As Diplomat readers will be aware, negotiations over Iran’s nuclear program are continuing after repeated extensions and despite a seeming trend toward gridlock among the P5+1 group, composed of the United States, the United Kingdom, France, Germany, China, and Russia. On Thursday morning, the Associated Press ran an exclusive detailing the latest draft deal between the two sides, alleging that, given current diplomatic realities, Iran has agreed to reduce its enrichment hardware “by about 40 percent for at least a decade.” In exchange, the P5+1 will concede immediate sanctions relief.
Specifically, the number of Iranian uranium enrichment centrifuges would be capped at 6,000, down from a suspected all-time high of 20,000. Tehran currently operates 10,000 centrifuges, which it maintains produce uranium enriched at low levels for civilian use only. A major point of contention in the negotiations has been the actions Iran can take to assure the others (primarily the United States) that its “breakout capability” — or ability to create a deliverable nuclear weapon — is limited.

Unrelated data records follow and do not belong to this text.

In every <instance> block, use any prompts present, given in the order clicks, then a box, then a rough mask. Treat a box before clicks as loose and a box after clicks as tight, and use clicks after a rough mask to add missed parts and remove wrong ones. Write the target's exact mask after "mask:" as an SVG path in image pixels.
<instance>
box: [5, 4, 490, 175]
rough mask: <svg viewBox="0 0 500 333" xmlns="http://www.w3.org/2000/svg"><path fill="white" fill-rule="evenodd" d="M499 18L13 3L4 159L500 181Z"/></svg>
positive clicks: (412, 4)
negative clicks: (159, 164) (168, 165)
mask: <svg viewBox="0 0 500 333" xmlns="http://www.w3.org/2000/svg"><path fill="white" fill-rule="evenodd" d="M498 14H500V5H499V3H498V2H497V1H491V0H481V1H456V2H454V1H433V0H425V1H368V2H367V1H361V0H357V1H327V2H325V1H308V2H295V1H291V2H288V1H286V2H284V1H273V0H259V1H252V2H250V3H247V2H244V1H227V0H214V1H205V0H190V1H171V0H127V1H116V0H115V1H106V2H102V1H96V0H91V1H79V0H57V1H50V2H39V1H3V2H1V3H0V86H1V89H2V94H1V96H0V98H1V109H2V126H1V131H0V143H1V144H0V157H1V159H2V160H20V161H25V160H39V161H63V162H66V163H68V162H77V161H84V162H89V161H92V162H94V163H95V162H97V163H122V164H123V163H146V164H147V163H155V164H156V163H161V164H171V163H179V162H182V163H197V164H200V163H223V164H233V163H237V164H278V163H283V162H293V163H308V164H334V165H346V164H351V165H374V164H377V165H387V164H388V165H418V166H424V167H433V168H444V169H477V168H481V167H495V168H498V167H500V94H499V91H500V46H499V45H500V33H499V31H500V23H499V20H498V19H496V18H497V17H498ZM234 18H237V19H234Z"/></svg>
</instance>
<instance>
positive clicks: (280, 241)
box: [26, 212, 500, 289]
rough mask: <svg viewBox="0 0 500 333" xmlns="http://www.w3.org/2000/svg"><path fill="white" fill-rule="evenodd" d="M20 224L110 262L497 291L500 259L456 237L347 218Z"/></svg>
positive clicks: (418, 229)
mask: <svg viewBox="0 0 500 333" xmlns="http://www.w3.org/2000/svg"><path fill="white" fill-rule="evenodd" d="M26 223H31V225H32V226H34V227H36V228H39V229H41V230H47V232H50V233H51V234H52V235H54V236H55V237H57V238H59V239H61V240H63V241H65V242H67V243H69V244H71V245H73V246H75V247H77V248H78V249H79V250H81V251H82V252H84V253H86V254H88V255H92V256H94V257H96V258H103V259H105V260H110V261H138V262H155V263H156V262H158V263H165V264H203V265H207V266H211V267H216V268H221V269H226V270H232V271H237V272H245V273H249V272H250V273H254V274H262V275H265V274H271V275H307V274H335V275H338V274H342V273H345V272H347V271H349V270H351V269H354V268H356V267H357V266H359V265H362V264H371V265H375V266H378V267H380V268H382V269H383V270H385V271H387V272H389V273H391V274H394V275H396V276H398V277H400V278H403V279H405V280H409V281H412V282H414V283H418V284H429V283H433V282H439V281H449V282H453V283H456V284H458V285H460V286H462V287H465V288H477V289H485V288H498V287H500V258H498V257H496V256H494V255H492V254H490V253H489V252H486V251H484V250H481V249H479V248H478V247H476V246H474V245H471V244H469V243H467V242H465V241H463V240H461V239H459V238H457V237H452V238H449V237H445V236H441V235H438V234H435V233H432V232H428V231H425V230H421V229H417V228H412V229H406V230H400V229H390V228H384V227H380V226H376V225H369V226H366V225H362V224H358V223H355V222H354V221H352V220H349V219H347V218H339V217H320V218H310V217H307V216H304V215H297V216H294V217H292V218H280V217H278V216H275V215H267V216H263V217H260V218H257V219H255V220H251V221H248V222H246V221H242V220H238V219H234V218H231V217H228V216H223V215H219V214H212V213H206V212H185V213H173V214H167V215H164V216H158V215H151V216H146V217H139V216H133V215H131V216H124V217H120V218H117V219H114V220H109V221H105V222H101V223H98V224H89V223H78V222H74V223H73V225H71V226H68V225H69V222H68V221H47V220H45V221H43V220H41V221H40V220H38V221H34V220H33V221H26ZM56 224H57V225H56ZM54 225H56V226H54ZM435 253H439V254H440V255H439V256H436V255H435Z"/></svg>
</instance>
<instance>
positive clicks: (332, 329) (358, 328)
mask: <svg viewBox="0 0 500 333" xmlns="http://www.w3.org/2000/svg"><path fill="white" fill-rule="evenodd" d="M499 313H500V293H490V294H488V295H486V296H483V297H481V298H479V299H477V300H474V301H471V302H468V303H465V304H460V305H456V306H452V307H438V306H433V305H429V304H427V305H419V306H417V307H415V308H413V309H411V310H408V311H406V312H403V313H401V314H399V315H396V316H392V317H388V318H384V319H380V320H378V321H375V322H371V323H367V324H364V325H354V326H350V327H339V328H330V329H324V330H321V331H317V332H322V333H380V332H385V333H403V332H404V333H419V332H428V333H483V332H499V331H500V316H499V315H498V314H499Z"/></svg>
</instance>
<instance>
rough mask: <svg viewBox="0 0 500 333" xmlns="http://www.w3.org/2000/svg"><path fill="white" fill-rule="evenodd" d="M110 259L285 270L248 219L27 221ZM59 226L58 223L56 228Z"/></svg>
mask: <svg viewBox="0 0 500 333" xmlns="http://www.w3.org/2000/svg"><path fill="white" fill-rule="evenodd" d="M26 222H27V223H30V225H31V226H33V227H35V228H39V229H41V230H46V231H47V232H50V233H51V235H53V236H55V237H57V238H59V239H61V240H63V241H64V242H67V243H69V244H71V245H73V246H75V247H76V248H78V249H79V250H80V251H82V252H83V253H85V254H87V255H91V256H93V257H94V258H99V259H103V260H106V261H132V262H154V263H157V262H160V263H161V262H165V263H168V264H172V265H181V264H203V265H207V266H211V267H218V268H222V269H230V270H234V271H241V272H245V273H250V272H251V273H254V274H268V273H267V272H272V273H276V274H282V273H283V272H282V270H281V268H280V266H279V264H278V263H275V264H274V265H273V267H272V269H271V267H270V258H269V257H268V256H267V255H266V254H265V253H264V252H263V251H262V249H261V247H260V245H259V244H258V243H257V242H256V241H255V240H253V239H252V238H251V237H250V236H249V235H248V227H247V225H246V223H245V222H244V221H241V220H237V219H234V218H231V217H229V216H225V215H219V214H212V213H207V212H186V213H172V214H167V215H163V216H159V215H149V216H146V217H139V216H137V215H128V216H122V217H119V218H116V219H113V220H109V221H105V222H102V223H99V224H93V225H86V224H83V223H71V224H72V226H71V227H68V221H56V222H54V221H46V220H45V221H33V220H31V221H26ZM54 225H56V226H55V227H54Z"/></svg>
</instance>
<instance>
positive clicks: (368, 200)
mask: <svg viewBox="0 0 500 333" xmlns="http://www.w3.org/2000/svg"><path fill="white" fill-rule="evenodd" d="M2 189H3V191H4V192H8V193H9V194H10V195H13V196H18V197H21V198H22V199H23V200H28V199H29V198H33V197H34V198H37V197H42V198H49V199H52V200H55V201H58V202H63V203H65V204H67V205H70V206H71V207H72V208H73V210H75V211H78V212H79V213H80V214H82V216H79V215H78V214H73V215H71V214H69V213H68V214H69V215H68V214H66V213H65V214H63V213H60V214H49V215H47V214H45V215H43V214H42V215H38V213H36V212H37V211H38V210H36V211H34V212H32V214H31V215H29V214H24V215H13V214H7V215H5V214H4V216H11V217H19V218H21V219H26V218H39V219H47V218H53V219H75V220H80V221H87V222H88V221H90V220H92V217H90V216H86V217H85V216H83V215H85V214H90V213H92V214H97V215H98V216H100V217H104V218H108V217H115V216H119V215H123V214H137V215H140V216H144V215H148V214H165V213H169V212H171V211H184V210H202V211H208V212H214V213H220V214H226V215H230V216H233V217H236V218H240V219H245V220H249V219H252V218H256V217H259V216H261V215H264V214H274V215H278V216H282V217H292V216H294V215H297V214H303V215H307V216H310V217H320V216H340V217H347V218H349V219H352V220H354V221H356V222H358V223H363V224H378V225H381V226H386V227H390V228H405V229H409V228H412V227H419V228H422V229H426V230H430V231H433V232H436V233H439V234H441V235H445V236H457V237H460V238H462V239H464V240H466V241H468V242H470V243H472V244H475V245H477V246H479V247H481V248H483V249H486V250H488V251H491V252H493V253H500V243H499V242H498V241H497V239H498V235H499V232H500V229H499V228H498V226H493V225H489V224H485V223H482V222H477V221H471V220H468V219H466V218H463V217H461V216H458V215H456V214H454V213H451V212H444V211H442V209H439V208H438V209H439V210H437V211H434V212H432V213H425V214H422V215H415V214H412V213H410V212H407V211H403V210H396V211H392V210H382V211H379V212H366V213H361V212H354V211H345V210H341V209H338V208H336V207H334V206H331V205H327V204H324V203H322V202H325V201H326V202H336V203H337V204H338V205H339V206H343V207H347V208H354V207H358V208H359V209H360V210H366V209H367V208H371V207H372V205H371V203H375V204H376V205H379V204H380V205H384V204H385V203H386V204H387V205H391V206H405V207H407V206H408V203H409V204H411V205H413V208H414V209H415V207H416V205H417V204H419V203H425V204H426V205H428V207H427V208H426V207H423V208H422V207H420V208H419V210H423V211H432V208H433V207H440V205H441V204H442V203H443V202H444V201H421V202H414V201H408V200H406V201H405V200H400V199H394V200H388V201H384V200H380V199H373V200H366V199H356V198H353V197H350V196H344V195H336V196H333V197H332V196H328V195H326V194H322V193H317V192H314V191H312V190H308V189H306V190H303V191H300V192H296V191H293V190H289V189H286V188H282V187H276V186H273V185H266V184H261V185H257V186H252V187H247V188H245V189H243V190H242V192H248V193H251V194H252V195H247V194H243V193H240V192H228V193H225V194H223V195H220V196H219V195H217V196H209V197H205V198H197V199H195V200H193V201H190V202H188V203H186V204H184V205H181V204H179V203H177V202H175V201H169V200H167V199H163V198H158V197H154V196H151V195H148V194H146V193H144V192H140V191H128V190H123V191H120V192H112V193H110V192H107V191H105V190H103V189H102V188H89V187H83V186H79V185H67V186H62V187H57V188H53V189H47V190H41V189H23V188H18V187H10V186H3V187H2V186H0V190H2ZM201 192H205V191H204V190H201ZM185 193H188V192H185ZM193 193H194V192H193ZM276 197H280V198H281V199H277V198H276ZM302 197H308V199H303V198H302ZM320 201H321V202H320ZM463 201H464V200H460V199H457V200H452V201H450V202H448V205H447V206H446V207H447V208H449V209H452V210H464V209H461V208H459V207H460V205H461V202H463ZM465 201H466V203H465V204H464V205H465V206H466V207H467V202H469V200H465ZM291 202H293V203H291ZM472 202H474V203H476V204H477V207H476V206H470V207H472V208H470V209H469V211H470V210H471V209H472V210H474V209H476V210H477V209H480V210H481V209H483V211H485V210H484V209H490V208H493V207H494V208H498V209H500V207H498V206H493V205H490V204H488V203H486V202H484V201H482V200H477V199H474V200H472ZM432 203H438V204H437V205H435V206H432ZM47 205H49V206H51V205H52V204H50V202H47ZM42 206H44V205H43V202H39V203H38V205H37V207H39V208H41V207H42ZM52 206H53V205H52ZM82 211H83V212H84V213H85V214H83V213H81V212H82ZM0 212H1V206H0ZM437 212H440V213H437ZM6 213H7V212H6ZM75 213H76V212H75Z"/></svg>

Trita Parsi, president of the National Iranian American Council (NIAC), notes in an email to The Diplomat, that with this draft, “[T]he Obama administration has secured a year-long breakout capability,” meaning that even if Iran were to throw out the deal sometime in the future, it would still take at least one year to develop nuclear weapons. The theoretical one-year breakout capability would additionally be guaranteed by international legal oversight and regular inspections of Iranian nuclear activities by the International Atomic Energy Agency (IAEA). Iran, as a signatory to the Nuclear Nonproliferation Treaty (NPT), is subject to international oversight and regulation of its civilian nuclear program.
Despite the signal that the granular issue of centrifuge numbers may be on the cusp of resolution, the AP report notes that the P5+1 internally disagree about the time-span of a final deal. According to the report, the French delegation is insistent on a 25-year time-span. Realistically, the minimum length of a deal would be 10 years, though there is the possibility of an extension of up to 20 years. Sanctions relief for Iran would be gradual over the life of the deal.
When the Joint Plan of Action, an interim deal, was concluded in November 2013, The Diplomat highlighted the lopsided nature of that deal which largely favored the United States and the P5+1. Iran conceded far more than the P5+1 did in the interim deal. In the negotiation process for a final deal, both sides have made comparable concessions. Based on the AP report and other reporting on the negotiations, it is unclear if there is additional scope for either the United States or Iran to make concessions that will be tenable before their respective domestic audiences.
In recent weeks, partisan opposition to an Iran deal has intensified in the United States; a group of 47 Republican senators wrote the Iranian supreme leader, signaling that any deal would last only as long as the Obama presidency does (a questionable assertion, though with some truth behind it). Outside of Congress, recent polling found that a majority (68 percent) of the U.S. public supported negotiations with Iran.
The final deadline for a comprehensive agreement over Iran’s nuclear program is the end of June 2015.